Congressman Edward J. Markey (D-Mass.), a senior member of the Energy and Commerce Committee and former chairman of the Subcommittee on Telecommunications and the Internet, released the following statement after voting in opposition to H.R. 5949, the FISA Amendments Act Reauthorization Act.
"As Americans increasingly connect with one another through an array of technologies and devices, the government should not view this as an opportunity to collect more information about its own citizens. Congress should not simply rubberstamp five more years of the FISA Amendments Act when serious concerns have been raised about the extent to which the government conducts surveillance over its own citizens. As we commemorate the 11th anniversary of the 9/11 attacks this week, we can and should provide for intelligence gathering against terrorist organizations while still protecting Americans' privacy."
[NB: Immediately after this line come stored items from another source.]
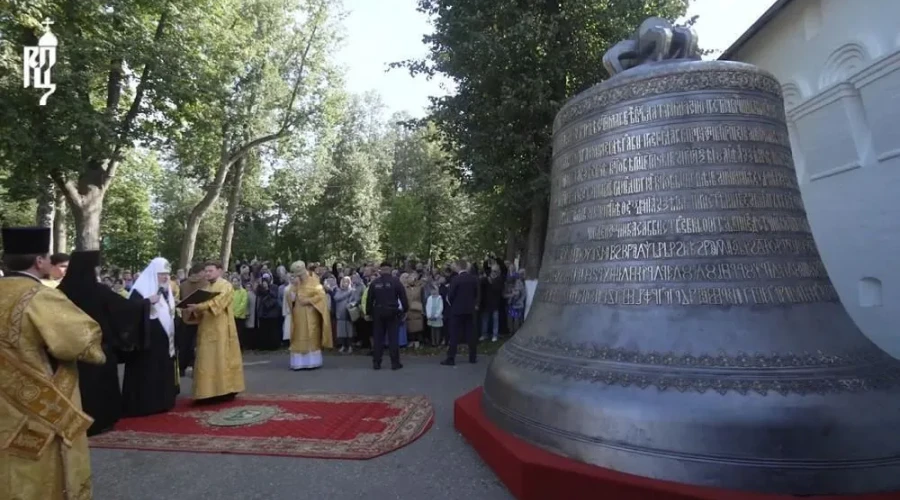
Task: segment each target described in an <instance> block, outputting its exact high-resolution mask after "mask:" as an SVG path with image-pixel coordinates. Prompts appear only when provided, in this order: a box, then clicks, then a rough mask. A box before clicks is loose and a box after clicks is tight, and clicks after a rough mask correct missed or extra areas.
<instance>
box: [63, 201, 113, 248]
mask: <svg viewBox="0 0 900 500" xmlns="http://www.w3.org/2000/svg"><path fill="white" fill-rule="evenodd" d="M105 194H106V190H105V189H102V188H100V187H98V186H89V189H88V191H87V193H85V194H83V195H81V196H80V197H79V199H75V200H73V199H71V198H70V199H69V207H70V208H71V209H72V217H73V219H75V250H100V215H101V214H102V213H103V197H104V196H105Z"/></svg>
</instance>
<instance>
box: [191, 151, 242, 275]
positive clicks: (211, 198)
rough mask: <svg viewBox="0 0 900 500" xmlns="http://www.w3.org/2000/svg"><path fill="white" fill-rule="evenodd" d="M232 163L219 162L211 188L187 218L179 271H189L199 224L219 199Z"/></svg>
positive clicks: (198, 228)
mask: <svg viewBox="0 0 900 500" xmlns="http://www.w3.org/2000/svg"><path fill="white" fill-rule="evenodd" d="M232 163H233V162H231V161H228V160H224V159H223V160H222V161H220V162H219V168H218V170H217V171H216V176H215V178H214V179H213V183H212V185H211V186H209V187H207V189H206V193H204V195H203V198H201V199H200V201H199V202H198V203H197V205H196V206H195V207H194V208H193V209H191V214H190V215H189V216H188V220H187V224H185V228H184V238H183V239H182V240H181V256H180V261H179V264H180V265H179V269H184V270H189V269H190V268H191V261H193V260H194V246H195V245H196V244H197V232H198V231H200V222H202V221H203V216H204V215H206V212H207V211H208V210H209V208H210V207H212V206H213V204H214V203H215V202H216V200H218V199H219V195H221V194H222V186H223V185H224V184H225V178H226V177H227V176H228V170H229V168H230V167H231V164H232Z"/></svg>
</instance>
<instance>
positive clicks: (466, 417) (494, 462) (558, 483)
mask: <svg viewBox="0 0 900 500" xmlns="http://www.w3.org/2000/svg"><path fill="white" fill-rule="evenodd" d="M453 423H454V426H455V427H456V430H458V431H459V432H460V433H461V434H462V435H463V436H465V438H466V439H467V440H468V441H469V444H471V445H472V447H473V448H475V451H477V452H478V454H479V455H481V458H482V460H484V461H485V463H487V464H488V465H489V466H490V467H491V469H493V470H494V472H495V473H496V474H497V476H498V477H499V478H500V480H501V481H503V484H505V485H506V487H507V488H508V489H509V491H510V493H512V494H513V496H515V497H516V498H518V499H519V500H556V499H566V500H580V499H586V500H587V499H590V500H598V499H603V500H607V499H608V500H788V499H798V498H801V497H797V496H793V495H763V494H756V493H747V492H742V491H731V490H722V489H716V488H706V487H699V486H690V485H685V484H680V483H673V482H669V481H658V480H655V479H647V478H644V477H640V476H635V475H632V474H625V473H622V472H616V471H613V470H610V469H604V468H602V467H596V466H593V465H588V464H585V463H582V462H577V461H575V460H571V459H568V458H565V457H562V456H560V455H555V454H553V453H550V452H549V451H546V450H543V449H541V448H538V447H536V446H534V445H531V444H529V443H526V442H525V441H523V440H521V439H519V438H516V437H514V436H513V435H511V434H509V433H507V432H505V431H503V430H501V429H500V428H499V427H497V426H496V425H494V423H493V422H491V421H490V420H488V418H487V417H486V416H485V414H484V412H483V411H482V409H481V387H479V388H477V389H475V390H473V391H472V392H469V393H468V394H466V395H464V396H462V397H460V398H459V399H457V400H456V402H455V404H454V409H453ZM802 498H803V499H804V500H900V492H896V493H879V494H869V495H841V496H833V495H830V496H805V497H802Z"/></svg>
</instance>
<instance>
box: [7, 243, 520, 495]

In May, Rep. Markey sought the first-ever accounting of the number of law enforcement requests of Americans' mobile phone information. Rep. Markey's inquiry revealed that law enforcement made 1.3 million requests to wireless carriers for consumers' personal information. In response to this revelation, Rep. Markey released a discussion draft of the "Wireless Surveillance Act of 2012", legislation that addresses the increasing number of law enforcement requests for mobile phone data revealed by lawmaker's ongoing investigation. Rep. Markey's wireless surveillance draft legislation would require regular disclosures from law enforcement on the nature and volume of requests they make, curb sweeping information requests, establish needed accountability for emergency situations, and mandate regulations from the Federal Communications Commission to limit how long carriers can keep personal information.